Telephones were installed in 1902, replacing the original telegraph wires. These lines were moved underground in 1911. Rail use declined in the 1930s, coinciding with the Great Depression and the increased use of automobiles. Furthermore, the Kankakee Electric Railway Company, which provided interurban service to the station, went out of business in 1933. The station saw a resurgence in the 1940s during World War II, when personnel training at Chanute Field in Rantoul would come to Kankakee on leisure time. The station has remained in continuous use since 1898.

== Historical services ==
Historically, the station served trains on the Illinois Central's routes going southwest, south and southeast. The last of these, aside from the City of New Orleans, Illini and Saluki was the South Wind.

to St.
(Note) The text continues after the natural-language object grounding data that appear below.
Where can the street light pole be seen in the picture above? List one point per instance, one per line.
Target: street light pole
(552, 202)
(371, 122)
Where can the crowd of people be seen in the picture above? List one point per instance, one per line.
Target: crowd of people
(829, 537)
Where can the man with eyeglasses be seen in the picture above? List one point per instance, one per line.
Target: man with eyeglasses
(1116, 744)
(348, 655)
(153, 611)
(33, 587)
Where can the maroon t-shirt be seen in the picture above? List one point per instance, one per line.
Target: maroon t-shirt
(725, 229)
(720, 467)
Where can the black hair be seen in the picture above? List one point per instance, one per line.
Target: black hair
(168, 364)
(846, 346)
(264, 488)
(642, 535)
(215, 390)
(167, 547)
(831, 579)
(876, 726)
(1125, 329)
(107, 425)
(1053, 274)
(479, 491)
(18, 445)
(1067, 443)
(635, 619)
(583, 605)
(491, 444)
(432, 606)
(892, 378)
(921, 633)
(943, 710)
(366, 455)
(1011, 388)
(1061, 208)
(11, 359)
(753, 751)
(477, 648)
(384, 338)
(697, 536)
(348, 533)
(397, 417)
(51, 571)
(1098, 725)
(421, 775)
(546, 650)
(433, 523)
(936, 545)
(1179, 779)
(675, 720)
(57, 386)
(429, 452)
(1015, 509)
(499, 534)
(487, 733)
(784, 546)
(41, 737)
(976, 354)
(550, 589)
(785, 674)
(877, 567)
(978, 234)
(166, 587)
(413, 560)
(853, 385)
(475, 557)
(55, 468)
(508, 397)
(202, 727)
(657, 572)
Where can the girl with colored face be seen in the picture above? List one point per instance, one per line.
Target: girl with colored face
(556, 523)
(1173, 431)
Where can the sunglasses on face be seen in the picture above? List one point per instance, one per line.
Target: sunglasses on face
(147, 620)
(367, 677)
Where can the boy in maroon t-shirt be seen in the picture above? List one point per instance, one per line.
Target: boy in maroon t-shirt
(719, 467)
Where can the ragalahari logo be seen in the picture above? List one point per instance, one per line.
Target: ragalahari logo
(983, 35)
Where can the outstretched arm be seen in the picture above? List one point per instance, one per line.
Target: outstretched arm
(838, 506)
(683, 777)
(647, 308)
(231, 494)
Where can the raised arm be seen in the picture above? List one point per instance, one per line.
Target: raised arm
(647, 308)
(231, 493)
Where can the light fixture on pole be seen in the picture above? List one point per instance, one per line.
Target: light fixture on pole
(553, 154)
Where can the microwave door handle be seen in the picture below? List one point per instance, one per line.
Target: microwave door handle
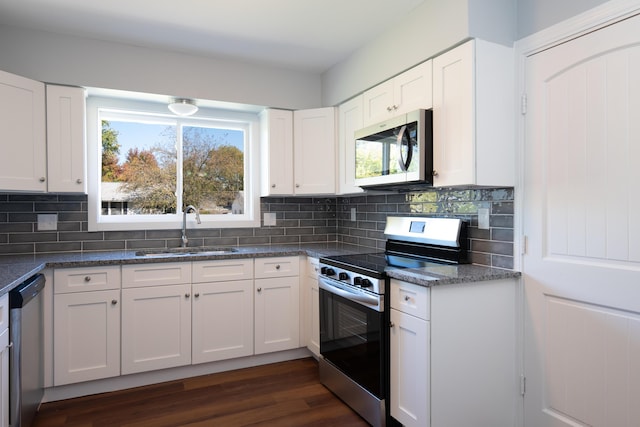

Louis:
- Green Diamond
to New Orleans:
- City of New Orleans
- Panama Limited
to Florida:
- Seminole
- South Wind

== Disposition today ==
The station has been on the National Register of Historic Places since the year 2000. By the late 1980s, the depot had fallen into disrepair. The city purchased the building from the Illinois Central in 1990 and finished a full restoration eight years later. The $1 million project was funded with $750,000 in city funds and private donations. Today, the northern end of the station is home of the Kankakee Railroad Museum.

== In popular culture ==
In Steve Goodman's song "City of New Orleans" (popularized by Arlo Guthrie) the train departs the Kankakee station.